Friday, 8 April 2016

A Stork on the patch and more arrivals

For the last couple of years, around this time, I have been in Scotland. But with Easter falling earlier this year, I have been home for a week and therefore ideally positioned to welcome back our Summer migrants on the patch and add to my threadbare 'earliest arrivals' records, which now needs updating.

On the 3rd, it was a bright and breezy start to the day which was to be the pattern for much of the week. Down on Claxton Marshes, a pair of Stonechat cavorted, but there were little other signs of Spring with the resident Buzzard and Barn Owl out hunting as usual and around 3 Redwing departed. Across the river, a single White-fronted Goose at Buckenham was an unlikely spot in April, and a Peregrine on a post was also a little out of place since most birds have now returned to their breeding grounds.
That afternoon, the weather had warmed to a heady 16 degrees celsius. A female Marsh Harrier appeared to be prospecting a nesting site at Church Marsh, 1+ Bearded Tit were heard (my first Spring record since I began visiting here) and a Willow Warbler was new for the year. At least 6 Chiffchaff were in, all singing strongly of course.
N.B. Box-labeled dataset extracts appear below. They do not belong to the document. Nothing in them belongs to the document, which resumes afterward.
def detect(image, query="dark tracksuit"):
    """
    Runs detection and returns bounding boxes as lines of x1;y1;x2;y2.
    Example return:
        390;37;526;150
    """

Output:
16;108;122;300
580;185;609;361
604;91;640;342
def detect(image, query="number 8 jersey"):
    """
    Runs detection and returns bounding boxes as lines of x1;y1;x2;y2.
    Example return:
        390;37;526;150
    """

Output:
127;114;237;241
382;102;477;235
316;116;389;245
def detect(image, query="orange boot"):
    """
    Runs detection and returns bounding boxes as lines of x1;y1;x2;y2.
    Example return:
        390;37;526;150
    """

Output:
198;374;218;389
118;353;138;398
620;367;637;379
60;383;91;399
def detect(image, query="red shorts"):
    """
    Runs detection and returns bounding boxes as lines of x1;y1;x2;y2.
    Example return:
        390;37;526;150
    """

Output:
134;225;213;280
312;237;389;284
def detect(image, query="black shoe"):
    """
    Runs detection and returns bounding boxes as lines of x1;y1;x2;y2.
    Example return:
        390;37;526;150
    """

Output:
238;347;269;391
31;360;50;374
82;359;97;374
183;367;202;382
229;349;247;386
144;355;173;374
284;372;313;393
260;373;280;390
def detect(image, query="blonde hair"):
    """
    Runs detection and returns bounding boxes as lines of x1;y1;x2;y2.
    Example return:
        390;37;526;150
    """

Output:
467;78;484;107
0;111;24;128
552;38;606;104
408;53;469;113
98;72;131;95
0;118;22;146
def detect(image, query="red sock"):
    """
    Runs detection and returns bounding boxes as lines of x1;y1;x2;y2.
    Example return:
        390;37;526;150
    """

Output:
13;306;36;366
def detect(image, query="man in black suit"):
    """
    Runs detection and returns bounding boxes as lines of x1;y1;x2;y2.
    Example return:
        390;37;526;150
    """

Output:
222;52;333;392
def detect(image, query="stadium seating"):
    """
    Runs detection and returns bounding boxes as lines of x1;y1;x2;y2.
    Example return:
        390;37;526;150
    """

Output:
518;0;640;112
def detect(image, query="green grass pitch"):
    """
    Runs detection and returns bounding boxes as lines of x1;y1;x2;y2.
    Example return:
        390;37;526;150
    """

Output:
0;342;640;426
On Monday the 4th, I had arranged to meet Joe Harkness at Church Marsh just after 3.30pm. Upon arrival, Joe was sat on the boot of his car looking to the skies. From my car, I naturally looked up to see what I was missing, and my jaw dropped as a lumbering White Stork flew low, slowly, west. I ground the car to a halt, but couldn't get anything more on the bird and a search of the marshes were fruitless. This was a genuinely exciting moment on the patch, and my timing for once had been impeccable. Seconds later, I never would have seen it. Joe had a better look than me and had not seen any rings on the bird. This and good conditions for migration add some credence to our sighting, and presumably the same bird roosted at Halvergate Marshes that evening. From Twitter, Peter Allard had checked the free-flying colony at Thrigby and confirmed that they were indeed missing 2+ birds at first light. This casts doubt over 'our' bird, but regardless of this information it will always be difficult to get a White Stork accepted in Norfolk. Joe has put together a lovely description though, and with the following in mind:

  • Strong southerlies for 2 days up until the sighting.
  • No ring (yes, I know some Thrigby birds are unringed)
  • Rare in this part of the valley (both genuine and Thrigby birds)
  • Another White Stork has turned up in Somerset
Why not submit it? 



Back down to earth, and on the rest of the reserve the other half of hopefully a Marsh Harrier pair was very vocal over the marsh, and pleasingly the Nuthatch has returned, this time frequenting the wet carr woodland down the hill from the church. Across the river at Wood's End, a small group of Martin species were hawking for insects, but were too distant to determine a species.

A visit to Rockland Broad the following day, and I added Blackcap to the year list. The Broad was very quiet, 8 Great-crested Grebes with the water almost to themselves. Back at home, the male Reed Bunting has been seen close to the feeders again and we are enjoying excellent views of the Buzzards across from us, soaring over the woodland, often seen from the couch, Lovely stuff.